Despite the engine fire — only one of the latest in a long series of setbacks suffered by the costly stealth jet program — Sec. Hagel hailed the planes during Thursday’s appearance.
“Issues” aside, Hagel said, the F-35 still represents "the future for our fighter aircraft.”
“I know that there are issues,” Hagel said. “I don’t know of a platform that we’ve ever had, that we’ve ever designed, that we’ve ever tried and then put into service, that didn’t go through issues,” the secretary continued, later adding that he nevertheless has “strong, strong confidence” in those running the program, according to the Omaha World Herald.
As those issues linger on, however, the immediate future of the F-35 program remains uncertain. The Pentagon announced on July 3 that the DOD’s entire arsenal of F-35s would be grounded after an engine fire erupted unexpectedly onboard an aircraft. The jet was supposed to make its UK debut this Monday at the Royal International Air Tattoo show, but that appearance was cancelled on account of the grounding.
"If the F-35 doesn't make it to the show it's quite embarrassing. It will jeopardize the timing of export orders," Richard Aboulafia, an analyst with Teal Group, told the BBC ahead of the last-minute decision to keep the jet from appearing.
Stateside, however, lawmakers largely shrugged off the setback, which is only the latest in a years-long trend of mishaps.
“I just want to keep it going,” Sen. James Inhofe
(R-Okla.), the ranking member of the Senate Armed Services
Committee, told The Hill this week. “It’s too modern to
fail. If we’re going to maintain superiority over other
countries, we have to have that, we can’t do without it.”
“When you develop a new system like this you’re going to have
hiccups,” opined Sen. Bill Nelson (D-Florida). Those
hiccups, Sen. Jack Reed (D-Rhode Island) added, “are not
unusual in a very sophisticated development program like
this.”
Others, like Sen. John McCain (R-Arizona), are questioning the F-35s more than ever, though.

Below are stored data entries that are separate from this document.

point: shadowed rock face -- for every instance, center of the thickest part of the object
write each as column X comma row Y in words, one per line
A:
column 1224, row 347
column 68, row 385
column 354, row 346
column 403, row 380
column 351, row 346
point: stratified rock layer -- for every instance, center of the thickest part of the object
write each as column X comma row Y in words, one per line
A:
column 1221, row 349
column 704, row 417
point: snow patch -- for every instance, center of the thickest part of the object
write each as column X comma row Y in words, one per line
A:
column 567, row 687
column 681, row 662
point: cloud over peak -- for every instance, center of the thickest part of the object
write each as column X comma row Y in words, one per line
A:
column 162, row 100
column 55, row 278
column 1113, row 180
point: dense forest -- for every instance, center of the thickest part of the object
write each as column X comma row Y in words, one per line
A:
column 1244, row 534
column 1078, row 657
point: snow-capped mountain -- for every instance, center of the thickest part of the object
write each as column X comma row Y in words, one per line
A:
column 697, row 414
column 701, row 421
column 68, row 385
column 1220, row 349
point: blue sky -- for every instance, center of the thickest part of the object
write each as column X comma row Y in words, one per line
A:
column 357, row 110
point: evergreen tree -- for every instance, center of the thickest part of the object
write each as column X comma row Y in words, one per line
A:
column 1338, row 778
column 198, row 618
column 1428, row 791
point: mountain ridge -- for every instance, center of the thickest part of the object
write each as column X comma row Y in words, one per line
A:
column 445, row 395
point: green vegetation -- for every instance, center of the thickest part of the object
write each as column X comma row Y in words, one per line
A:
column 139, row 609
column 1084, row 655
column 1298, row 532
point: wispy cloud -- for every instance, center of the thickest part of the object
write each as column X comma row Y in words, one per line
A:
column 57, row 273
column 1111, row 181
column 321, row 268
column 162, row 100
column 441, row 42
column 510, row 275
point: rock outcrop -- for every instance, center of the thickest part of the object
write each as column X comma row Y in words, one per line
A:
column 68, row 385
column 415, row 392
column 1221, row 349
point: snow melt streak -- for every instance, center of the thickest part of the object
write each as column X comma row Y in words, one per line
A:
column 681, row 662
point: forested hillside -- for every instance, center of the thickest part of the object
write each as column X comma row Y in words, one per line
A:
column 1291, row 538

“In some ways it’s too big to fail, but it’s a debacle. We’ve
been fighting this battle of cost overruns and glitches for a
number of years,” McCain reportedly told journalists this
week. “It’s classic example of the
military-industrial-congressional complex.”
Indeed, it’s been an uphill battle for the Pentagon with respect
to putting the final touches on the F-35. The latest grounding of
the fleet marked the eighth time the DOD has been driven to make such a
decision, with the next most recent occurrence happening only
last month when an engine oil leak forced the military to inspect
104 of its jets.
In March, the US Government Accountability Office determined that persistent software problems could delay the program for an additional year, and questioned whether the US could still afford the 2,457 planes that are slated for purchase. They could cost $400 billion – a 68 percent increase over original projections in 2001 – and keeping the program on schedule for 2037 could cost $12.6 billion per year.
In the meantime, Hagel told pilots this week that the fleet will remain on the ground until all its kinks are ironed out.
"Safety is the first priority, and we're not going to ask anyone to risk their lives on any platform, for any reason,” he said.